The Edison Project for high school students


Nearly 650 high school students from Connecticut, New York and New Jersey will take part in a workshop series on "The Human Aspects of Thomas A. Edison's Technology" presented by Fairfield University's School of Engineering.

The students will have the opportunity to witness the Edison Phonograph record sound and his Stock Ticker give stock information, while learning how Thomas Edison's inventions led to social revolutions.

The first workshop begins with Edison's method of invention and his pioneering use of the industrial laboratory as a think tank for industrial research and development. The program brings the students from these early industrial practices, all the way to 21st century technology, including how video games are conceptualized and produced.

The workshops will take place in the Regina A. Quick Center for the Arts on October 25, February 7 and April 26, beginning at 10:30 a.m. They are just one part of a three-part project undertaken by the School of Engineering to honor the contributions of Thomas A. Edison in shaping the evolution of industrial America. A student workbook will be developed to complement the workshop lectures as well as a Web Site with a database on Edison, geared specifically to pre-college students. In addition, a semi-permanent exhibit, tracing the evolution of Edison's technology all the way to the year 2000, will be placed in the lobby of McAuliffe Hall, home of the School of Engineering.

The projects are being supported by $50,000 in grants from the Charles Edison Fund in East Orange, N.J., and The Dibner Fund in Wilton, Conn.

Linda Malkin, senior vice president at the Discovery Museum in Bridgeport, will chair the workshop sessions. Speakers include Dr. Robert Rosenberg, director and co-editor of the Thomas A. Edison Papers at Rutgers University; Charles Hummel, Museum Coordinator of the Charles Edison Fund, Mary Ellroy, president of the Connecticut Inventors Association, and Charles Phillips, a renowned Connecticut inventor of high tech toys and games.

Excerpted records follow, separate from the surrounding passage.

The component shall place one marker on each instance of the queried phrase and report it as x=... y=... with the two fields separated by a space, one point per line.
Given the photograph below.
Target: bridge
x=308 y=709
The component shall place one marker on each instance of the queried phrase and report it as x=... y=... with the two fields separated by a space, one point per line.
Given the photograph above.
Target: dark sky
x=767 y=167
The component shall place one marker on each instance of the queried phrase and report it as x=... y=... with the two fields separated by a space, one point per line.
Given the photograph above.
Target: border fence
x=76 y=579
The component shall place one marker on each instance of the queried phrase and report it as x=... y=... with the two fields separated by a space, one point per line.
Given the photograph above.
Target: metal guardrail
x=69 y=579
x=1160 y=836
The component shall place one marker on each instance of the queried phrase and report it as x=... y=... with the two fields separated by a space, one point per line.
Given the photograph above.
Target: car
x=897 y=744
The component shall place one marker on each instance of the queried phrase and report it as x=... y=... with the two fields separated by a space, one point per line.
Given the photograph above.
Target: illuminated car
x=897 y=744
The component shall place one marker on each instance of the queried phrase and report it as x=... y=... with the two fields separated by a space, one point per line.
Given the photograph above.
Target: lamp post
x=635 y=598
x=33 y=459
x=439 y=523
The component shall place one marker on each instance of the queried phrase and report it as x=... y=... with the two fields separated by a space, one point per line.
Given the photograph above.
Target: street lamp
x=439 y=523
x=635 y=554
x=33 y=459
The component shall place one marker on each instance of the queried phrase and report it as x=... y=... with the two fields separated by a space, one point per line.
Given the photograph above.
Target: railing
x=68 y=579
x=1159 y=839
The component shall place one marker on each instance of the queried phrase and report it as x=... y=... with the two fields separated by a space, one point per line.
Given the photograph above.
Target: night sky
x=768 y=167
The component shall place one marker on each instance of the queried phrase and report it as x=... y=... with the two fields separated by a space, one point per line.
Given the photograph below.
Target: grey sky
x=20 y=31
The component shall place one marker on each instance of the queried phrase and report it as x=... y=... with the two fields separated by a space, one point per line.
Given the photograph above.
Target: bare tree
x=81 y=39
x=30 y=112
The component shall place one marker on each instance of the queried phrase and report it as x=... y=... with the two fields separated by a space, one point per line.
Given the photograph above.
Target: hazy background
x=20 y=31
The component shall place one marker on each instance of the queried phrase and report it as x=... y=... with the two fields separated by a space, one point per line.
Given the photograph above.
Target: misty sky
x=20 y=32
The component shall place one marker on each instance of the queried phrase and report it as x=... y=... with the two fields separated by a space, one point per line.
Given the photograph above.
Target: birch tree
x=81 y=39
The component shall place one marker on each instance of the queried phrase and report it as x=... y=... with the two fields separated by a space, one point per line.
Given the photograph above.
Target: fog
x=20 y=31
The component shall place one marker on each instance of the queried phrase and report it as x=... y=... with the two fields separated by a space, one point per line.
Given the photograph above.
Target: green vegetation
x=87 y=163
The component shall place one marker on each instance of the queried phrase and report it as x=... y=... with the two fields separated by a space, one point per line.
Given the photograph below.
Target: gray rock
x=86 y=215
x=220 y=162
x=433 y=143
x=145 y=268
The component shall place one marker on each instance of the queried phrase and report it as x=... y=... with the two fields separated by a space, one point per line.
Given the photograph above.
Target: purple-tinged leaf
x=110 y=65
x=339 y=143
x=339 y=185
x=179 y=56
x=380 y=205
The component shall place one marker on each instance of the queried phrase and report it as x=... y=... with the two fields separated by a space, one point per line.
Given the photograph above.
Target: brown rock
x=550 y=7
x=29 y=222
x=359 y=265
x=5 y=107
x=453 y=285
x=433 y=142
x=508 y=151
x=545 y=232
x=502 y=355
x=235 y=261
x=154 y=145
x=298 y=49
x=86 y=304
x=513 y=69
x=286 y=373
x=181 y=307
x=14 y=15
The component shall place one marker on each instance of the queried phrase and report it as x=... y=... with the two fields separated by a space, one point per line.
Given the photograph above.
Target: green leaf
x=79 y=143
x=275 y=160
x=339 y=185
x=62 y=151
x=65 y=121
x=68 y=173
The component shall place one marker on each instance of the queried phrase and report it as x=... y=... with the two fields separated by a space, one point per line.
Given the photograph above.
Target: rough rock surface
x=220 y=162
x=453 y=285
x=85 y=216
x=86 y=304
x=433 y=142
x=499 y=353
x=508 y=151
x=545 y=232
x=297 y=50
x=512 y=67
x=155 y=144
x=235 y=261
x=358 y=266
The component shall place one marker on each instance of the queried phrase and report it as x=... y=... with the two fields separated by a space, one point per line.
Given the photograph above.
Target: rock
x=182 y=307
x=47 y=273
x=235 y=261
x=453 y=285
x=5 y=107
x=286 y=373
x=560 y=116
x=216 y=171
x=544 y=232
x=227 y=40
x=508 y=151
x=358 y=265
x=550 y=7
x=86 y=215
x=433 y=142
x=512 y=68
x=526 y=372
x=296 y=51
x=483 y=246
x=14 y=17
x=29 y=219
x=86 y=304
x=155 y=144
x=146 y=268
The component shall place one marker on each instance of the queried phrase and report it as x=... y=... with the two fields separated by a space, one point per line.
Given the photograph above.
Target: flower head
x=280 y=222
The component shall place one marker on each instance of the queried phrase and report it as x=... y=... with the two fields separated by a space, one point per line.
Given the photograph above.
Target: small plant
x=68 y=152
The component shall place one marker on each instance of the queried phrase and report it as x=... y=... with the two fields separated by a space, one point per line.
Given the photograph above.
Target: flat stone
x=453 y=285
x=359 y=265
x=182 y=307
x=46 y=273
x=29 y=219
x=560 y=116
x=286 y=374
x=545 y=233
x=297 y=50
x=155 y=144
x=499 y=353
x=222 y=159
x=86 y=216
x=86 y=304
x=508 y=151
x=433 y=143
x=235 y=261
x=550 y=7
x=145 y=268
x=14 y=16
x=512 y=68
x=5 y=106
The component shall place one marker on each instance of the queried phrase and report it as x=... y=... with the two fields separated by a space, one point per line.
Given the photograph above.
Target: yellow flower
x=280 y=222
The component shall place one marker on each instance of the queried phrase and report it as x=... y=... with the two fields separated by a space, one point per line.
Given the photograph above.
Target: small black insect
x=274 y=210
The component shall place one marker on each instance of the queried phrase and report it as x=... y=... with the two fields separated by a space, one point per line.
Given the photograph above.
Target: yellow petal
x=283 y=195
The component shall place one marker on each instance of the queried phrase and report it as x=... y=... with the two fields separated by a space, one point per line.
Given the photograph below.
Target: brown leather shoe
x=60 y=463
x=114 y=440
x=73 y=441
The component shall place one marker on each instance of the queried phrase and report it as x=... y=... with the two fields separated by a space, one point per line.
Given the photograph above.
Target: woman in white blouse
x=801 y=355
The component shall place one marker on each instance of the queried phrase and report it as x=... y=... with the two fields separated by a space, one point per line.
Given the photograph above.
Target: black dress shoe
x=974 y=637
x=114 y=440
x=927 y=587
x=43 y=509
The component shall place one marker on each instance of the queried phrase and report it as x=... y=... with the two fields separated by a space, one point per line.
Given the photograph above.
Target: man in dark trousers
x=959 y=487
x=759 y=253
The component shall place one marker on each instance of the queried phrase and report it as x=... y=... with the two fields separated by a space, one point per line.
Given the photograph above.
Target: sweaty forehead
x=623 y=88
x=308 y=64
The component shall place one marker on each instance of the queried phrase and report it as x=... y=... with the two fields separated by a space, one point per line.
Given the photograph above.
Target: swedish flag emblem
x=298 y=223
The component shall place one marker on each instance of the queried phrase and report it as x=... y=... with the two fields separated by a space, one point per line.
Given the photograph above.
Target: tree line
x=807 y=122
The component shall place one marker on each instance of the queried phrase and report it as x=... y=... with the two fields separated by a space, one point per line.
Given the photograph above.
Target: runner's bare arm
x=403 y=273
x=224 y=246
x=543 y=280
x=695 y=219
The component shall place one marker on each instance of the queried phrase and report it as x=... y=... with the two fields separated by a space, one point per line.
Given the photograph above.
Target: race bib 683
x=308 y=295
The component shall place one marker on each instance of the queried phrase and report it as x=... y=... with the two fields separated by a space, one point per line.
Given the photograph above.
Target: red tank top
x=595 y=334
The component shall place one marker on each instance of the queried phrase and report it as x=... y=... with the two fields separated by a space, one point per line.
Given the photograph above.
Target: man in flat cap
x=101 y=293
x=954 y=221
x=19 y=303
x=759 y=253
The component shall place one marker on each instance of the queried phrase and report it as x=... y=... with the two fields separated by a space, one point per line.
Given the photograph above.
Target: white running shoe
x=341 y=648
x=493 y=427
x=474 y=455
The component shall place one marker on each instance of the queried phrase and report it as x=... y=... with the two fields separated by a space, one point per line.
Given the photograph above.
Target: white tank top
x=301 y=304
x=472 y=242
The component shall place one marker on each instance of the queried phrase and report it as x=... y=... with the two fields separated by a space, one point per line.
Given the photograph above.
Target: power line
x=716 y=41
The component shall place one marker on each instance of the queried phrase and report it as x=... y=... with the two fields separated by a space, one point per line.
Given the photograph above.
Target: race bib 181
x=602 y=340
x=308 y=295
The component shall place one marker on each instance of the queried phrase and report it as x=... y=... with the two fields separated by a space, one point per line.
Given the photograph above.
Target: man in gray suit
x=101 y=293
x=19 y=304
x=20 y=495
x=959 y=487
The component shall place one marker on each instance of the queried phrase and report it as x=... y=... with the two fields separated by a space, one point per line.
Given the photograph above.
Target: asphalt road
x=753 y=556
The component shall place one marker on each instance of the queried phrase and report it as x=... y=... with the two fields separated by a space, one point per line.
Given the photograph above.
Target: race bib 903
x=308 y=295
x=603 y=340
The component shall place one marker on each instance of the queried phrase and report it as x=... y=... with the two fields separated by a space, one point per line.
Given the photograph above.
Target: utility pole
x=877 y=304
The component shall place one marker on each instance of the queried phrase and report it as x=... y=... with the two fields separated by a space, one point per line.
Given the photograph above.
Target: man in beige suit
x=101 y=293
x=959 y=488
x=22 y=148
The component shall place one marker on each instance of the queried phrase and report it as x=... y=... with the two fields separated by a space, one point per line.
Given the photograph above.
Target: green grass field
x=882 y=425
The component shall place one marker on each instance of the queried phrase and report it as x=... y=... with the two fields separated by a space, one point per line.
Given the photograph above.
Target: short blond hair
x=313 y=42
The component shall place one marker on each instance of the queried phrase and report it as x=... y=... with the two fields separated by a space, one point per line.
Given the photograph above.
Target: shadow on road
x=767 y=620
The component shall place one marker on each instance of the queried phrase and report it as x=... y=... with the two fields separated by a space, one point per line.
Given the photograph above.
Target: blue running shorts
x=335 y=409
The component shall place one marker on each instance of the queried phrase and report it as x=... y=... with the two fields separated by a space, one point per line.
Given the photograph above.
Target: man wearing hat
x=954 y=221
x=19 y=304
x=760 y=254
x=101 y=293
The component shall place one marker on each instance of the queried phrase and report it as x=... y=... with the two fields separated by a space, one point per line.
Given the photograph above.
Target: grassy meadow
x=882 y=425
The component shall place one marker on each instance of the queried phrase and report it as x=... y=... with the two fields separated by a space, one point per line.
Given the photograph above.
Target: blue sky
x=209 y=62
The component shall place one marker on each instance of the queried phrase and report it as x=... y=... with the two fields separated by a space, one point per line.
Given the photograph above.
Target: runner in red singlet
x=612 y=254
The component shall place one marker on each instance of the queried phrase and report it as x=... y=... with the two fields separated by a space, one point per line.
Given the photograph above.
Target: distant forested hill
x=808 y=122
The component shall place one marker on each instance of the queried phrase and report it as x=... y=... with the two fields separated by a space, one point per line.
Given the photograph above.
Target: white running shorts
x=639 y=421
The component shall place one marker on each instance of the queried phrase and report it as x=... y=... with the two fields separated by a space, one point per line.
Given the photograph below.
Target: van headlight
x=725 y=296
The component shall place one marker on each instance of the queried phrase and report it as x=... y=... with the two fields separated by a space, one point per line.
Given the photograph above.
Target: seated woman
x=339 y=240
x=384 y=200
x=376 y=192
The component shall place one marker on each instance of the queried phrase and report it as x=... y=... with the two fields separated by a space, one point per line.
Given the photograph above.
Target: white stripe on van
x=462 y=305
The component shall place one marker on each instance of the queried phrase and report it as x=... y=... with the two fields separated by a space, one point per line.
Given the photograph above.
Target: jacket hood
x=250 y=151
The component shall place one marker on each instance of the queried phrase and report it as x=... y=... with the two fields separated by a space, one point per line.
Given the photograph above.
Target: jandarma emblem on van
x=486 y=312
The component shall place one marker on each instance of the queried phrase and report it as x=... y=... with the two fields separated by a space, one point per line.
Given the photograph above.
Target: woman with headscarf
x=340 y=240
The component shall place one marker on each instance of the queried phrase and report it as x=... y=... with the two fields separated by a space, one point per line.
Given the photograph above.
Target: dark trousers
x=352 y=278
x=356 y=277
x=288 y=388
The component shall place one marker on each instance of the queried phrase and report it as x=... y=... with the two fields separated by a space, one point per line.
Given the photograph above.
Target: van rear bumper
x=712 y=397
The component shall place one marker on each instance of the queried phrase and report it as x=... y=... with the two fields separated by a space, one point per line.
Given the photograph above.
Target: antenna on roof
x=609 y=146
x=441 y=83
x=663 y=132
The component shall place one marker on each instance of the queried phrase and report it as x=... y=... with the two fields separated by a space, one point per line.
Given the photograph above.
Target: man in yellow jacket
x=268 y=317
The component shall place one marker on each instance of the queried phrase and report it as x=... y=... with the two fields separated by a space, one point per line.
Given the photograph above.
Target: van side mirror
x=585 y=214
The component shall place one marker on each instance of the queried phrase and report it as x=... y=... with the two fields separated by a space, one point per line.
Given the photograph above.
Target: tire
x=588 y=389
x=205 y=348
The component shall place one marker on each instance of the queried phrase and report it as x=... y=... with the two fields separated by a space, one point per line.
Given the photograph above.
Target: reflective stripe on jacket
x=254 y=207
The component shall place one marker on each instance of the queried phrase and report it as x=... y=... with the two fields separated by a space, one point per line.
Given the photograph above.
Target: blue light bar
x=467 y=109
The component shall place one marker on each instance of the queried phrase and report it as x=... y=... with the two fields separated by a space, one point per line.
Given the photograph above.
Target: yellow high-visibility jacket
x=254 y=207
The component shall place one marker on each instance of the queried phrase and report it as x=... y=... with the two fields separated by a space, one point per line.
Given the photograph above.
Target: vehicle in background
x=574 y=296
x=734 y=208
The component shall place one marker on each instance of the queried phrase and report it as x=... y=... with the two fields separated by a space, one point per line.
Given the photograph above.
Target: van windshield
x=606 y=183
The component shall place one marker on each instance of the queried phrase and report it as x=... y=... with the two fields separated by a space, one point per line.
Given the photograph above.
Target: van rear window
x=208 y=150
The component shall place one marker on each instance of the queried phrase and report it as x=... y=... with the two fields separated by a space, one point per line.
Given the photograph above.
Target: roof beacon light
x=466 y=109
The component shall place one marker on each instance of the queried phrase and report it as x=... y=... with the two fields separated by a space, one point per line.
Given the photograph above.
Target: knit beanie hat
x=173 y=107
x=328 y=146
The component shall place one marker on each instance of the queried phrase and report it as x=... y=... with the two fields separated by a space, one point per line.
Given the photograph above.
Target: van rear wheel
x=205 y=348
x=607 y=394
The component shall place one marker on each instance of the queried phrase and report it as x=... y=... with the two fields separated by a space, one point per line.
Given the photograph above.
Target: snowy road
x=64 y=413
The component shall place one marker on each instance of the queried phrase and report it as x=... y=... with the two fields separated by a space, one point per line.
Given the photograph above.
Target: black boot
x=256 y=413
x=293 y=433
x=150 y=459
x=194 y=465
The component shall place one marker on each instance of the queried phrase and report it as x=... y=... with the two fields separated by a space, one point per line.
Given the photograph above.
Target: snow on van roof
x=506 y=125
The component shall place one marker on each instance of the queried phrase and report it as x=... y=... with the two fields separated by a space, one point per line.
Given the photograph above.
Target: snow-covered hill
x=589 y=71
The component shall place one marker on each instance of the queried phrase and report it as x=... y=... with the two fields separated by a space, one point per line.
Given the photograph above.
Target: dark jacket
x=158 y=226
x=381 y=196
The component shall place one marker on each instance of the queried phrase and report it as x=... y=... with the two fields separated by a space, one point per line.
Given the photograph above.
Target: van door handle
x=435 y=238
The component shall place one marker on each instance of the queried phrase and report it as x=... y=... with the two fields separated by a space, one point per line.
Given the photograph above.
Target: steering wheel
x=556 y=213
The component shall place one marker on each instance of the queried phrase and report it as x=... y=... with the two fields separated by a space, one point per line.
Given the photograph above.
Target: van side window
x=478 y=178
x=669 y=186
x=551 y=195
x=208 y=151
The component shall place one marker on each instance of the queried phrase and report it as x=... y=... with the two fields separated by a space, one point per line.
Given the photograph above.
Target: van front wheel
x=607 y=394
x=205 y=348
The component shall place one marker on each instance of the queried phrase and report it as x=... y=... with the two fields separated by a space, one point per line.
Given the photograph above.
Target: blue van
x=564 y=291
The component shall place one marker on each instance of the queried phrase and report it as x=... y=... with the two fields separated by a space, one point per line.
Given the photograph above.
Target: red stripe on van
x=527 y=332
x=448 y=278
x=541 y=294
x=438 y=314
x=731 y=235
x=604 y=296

A steering committee, made up of high school teachers, has assisted in organizing the workshop series. The teachers are working in conjunction with the Project Director, Dr. Richard G. Weber, associate dean of the School of Engineering; along with other Engineering School faculty and Mrs. Anna Silva of Monroe, assistant coordinator of the workshop series. Their goal is to introduce students to the labor-intensive "discovery method" of Edison and his trusted assistants, and then focus on the social and humanistic aspects of his discoveries and inventions.

Dr. Evangelos Hadjimichael, Dean of the School of Engineering, noted that the young people attending the Edison Project are no older than Thomas Edison was when he entered the labor market and began a life of invention and accomplishment. "We hope the project will inspire young people and help them realize the capacity for creativity within each one of us, and assist them in understanding the transition from the concept of ideas to their realization and their subsequent impact," he said.

Edison's pioneering industrialization methods and his attention to economy and reliability in design and manufacturing led to 20th century industrial practices that have transformed the world. The amalgamation of his companies in 1890 created the Edison General Electric Company, renamed soon afterwards the General Electric Company, a giant among global corporations which has its world headquarters in the Town of Fairfield.

When Life magazine compiled a list of the 100 most important events and 100 most important people of the second millennium, Edison and some of the inventions from his Menlo Park and West Orange laboratories were included in the two categories.

The Charles Edison Fund is an private foundation that supports historic preservation, especially the homes of Thomas A. Edison, and education, medical research, hospitals and museum exhibits.

The Dibner Fund is a private foundation that supports programs in the history of technology, science education, humanitarian causes, the preservation of water resources, peaceful co-existence, and Jewish Heritage as well as selected community organizations."

For more information, please call the School of Engineering at (203) 254-4147.

Participating high schools:

Bridgeport High Schools, Bridgeport, Conn.
Fairfield Prep, Fairfield, Conn.
Norwalk High School, Norwalk, Conn.
Ridgefield High School, Ridgefield, Conn.
Westport High School, Westport, Conn.
Wilton High School, Wilton, Conn.
Horace Greeley High School, Chappaqua, N.Y.
Rye Neck High School, Mamaroneck, N.Y.
Pearl River High School, Pearl River, N.Y.
Bergenfield High School, Bergenfield, N.J.
Dwight Morrow High School, Englewood, N.J.
Ridgefield Memorial High School, Ridgefield, N.J.
West Orange High School, West Orange, N.J.